George Armytage (1795–1862) was a farmer and pastoralist in Australia, builder of The Hermitage in Geelong, Victoria.

== Early life (1795–1815) ==
Armytage was born at Ticknall, Derbyshire, England in 1795, and was educated at schools in Yorkshire. He was the son of George Armytage (senior), who died in Australia in 1853, having emigrated at the age of 87. Armytage junior subsequently studied engineering in London until he was 20, when, on 28 February 1815, he sailed for Australia on the Hebe.

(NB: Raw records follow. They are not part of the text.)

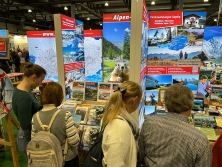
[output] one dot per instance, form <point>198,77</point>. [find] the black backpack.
<point>95,155</point>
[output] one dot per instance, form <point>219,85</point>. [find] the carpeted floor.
<point>5,156</point>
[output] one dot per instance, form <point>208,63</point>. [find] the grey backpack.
<point>44,149</point>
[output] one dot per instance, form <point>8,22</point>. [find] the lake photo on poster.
<point>191,86</point>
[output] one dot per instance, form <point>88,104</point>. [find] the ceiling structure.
<point>90,11</point>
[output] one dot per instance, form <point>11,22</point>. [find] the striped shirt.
<point>62,127</point>
<point>172,142</point>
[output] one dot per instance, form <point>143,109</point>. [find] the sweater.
<point>217,153</point>
<point>118,144</point>
<point>62,127</point>
<point>25,105</point>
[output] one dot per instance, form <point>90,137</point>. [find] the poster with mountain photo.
<point>116,47</point>
<point>178,45</point>
<point>211,54</point>
<point>91,90</point>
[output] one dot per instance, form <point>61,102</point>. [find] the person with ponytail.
<point>25,104</point>
<point>120,128</point>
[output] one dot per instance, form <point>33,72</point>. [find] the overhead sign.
<point>120,17</point>
<point>93,33</point>
<point>3,46</point>
<point>40,34</point>
<point>165,19</point>
<point>67,23</point>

== Australian colonialist (1815–1873) ==

=== Arrival in Sydney (1815) ===
Armytage reached Sydney in August 1815.

=== Van Diemen's Land (1816–1834) ===
In the following year he landed in Van Diemen's Land (now Tasmania), where he was allotted a few acres of land at Bagdad, which were increased to 500 acres in 1817.

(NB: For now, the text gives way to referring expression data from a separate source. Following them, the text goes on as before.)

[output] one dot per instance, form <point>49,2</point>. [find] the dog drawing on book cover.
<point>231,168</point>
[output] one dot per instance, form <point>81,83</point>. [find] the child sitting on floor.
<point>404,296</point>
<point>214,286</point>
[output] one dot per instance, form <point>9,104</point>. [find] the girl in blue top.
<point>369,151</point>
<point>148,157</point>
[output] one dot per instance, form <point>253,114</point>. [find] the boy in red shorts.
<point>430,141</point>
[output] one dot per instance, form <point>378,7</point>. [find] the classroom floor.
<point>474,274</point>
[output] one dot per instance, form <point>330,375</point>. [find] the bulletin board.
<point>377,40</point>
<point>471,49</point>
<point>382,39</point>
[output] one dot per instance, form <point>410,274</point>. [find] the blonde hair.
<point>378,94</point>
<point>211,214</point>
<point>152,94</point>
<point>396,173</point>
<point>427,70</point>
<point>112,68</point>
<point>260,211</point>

Armytage received sizable grants of land at Bagdad, and later obtained larger areas in Western Victoria as a pastoral squatter. As a result of much of this land being forcibly taken from Aboriginals by the Armytages and their colonial property managers, they were involved in several instances of frontier conflict.

The advantages of obtaining vast areas of land virtually for free were soon realised and the Armytages became exceedingly wealthy, owning famous mansions such as The Hermitage in Geelong, and Como House in Toorak. They expanded their enterprise into properties in New South Wales and Queensland, and also into the lucrative frozen meat industry.

In 1818, he married Elizabeth Peters.

In 1826, he received a further grant of 1000 acre, and built upon it the first watermill in Tasmania. During this period Armytage was part of the Bagdad division of the Tasmanian police who were heavily involved in the Black War that resulted in the deaths of a possible 900 Indigenous Australians.

=== Port Phillip District (1835–1862) ===
In 1835, Port Phillip District (later called Victoria) commenced to attract settlers; and in 1836 his eldest son Thomas visited the district, and camped on the Werribee River.

Squatter Charles Franks was employed by Armytage to secure land from Indigenous Australians. Franks, who used lead as a poison to kill Indigenous Australians, was later speared to death, alongside convict shepherd Thomas Flinders, by a member of the Wathaurung tribe while he was attempting to claim land in Geelong. A subsequent punitive expedition against local Aboriginals, the Mount Cottrell massacre, apparently served as "a warning to the natives not in the future to commit wanton excesses" against the British occupiers.

In 1847, Mr. Armytage proceeded to Victoria, and settled upon his son George Armytage's station at Ingleby, where his eldest son had died of typhus fever on 12 September 1842. In 1851, he settled at Geelong, and built "The Hermitage".

== Death ==
Armytage died of erysipelas in 1862, his widow surviving him until 1873.